C57BL/6 (B6, Thy1.2⁺) mice were purchased from Taconic Farms. Thy1.1⁺B6, CD4 Ag-deficient B6 (CD4-deficient), RAG-1-deficient B6 (RAG^–/–), GFP-transgenic mice (GFP mice, B6 background), DBA/2, and CBA mice were purchased from The Jackson Laboratory. All care and handling of animals was conducted in accordance with guidelines provided in the Guide for the Care and Use of Laboratory Animals published by the U.S. Department of Health and Human Services.

Antilymphocyte serum

ALS was prepared by immunizing rabbits with lymph node cells harvested from C3H/He, DBA/2, (C57BL/6 x A)F₁, and NOD mice as previously described (23).
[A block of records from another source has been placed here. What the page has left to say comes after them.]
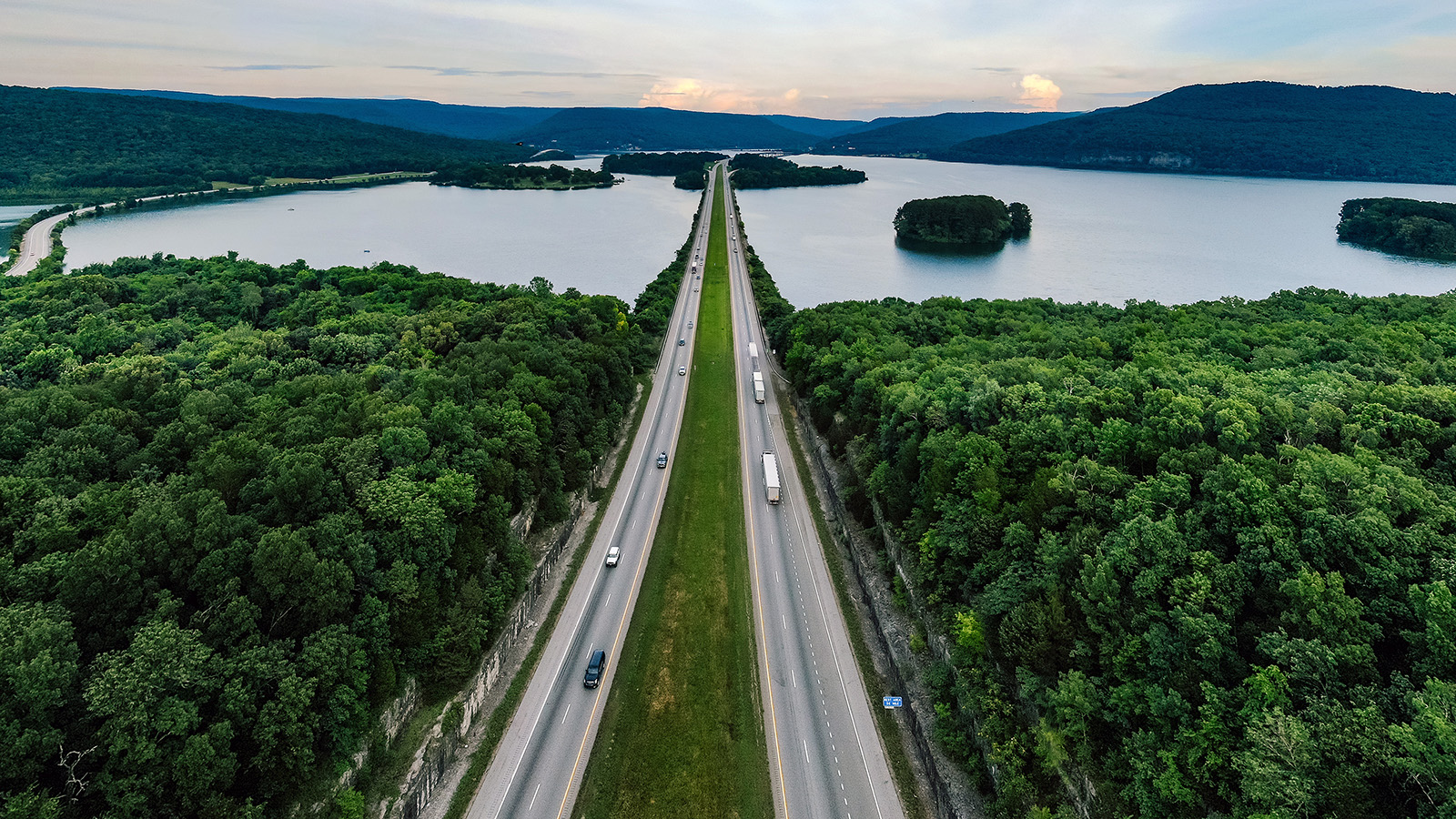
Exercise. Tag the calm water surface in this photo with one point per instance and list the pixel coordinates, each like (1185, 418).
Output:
(1097, 237)
(599, 241)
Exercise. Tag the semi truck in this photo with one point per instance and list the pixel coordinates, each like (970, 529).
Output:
(771, 477)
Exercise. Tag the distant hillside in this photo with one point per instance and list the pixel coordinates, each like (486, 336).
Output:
(659, 128)
(465, 121)
(1259, 128)
(922, 136)
(72, 146)
(826, 128)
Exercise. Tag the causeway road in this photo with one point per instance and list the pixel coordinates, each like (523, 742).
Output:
(826, 758)
(541, 761)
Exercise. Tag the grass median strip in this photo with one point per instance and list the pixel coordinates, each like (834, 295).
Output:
(682, 733)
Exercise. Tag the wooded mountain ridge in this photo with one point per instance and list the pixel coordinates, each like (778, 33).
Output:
(70, 146)
(1261, 128)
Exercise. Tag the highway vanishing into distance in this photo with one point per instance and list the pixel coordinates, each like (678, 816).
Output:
(543, 753)
(824, 755)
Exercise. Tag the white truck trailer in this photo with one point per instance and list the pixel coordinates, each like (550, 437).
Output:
(771, 477)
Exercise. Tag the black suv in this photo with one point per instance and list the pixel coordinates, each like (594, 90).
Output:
(594, 668)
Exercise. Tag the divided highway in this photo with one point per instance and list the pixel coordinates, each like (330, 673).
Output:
(543, 753)
(824, 755)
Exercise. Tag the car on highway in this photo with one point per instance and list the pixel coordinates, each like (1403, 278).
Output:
(594, 668)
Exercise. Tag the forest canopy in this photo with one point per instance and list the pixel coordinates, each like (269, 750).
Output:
(756, 171)
(1401, 227)
(963, 220)
(242, 503)
(1191, 561)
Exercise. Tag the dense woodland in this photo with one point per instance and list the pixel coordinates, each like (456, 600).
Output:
(662, 164)
(963, 220)
(87, 147)
(1252, 130)
(242, 503)
(756, 171)
(1401, 227)
(1193, 561)
(521, 177)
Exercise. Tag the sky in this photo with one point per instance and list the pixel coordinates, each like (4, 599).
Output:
(844, 58)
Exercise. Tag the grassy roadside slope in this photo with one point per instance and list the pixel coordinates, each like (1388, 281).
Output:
(682, 732)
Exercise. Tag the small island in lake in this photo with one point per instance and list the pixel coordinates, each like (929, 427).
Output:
(688, 167)
(1409, 228)
(754, 171)
(973, 220)
(660, 164)
(523, 178)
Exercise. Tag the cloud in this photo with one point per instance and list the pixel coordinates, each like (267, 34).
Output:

Two doses (0.5 ml/dose) of ALS were given 3 days apart (designated arbitrarily as days –1 and 2). Four different batches of ALS were used in the present study without significant difference in Treg cell activity described herein.

BrdU labeling

Mice were fed with BrdU in drinking water (0.8 mg/ml) for 7 days. BrdU-incorporated cells were detected by flow cytometry following fixation and permeabilization using a Fix and Perm reagent (Caltag Laboratories).

Flow cytometry

The cells were first incubated with an anti-CD16/32 mAb for 10 min to block nonspecific binding of the labeled Abs and stained with FITC-, PE-, or CyChrome-conjugated mAbs directed to CD4 (clone H129.19), CD8 (53-6.7), CD19 (1D3), CD25 (PC61.5), and CD44 (IM7), all of which were purchased from BD Pharmingen. FITC-, PE, or CyChrome-conjugated isotype Abs were used as controls. Stained cells were analyzed on a FACScan (BD Biosciences).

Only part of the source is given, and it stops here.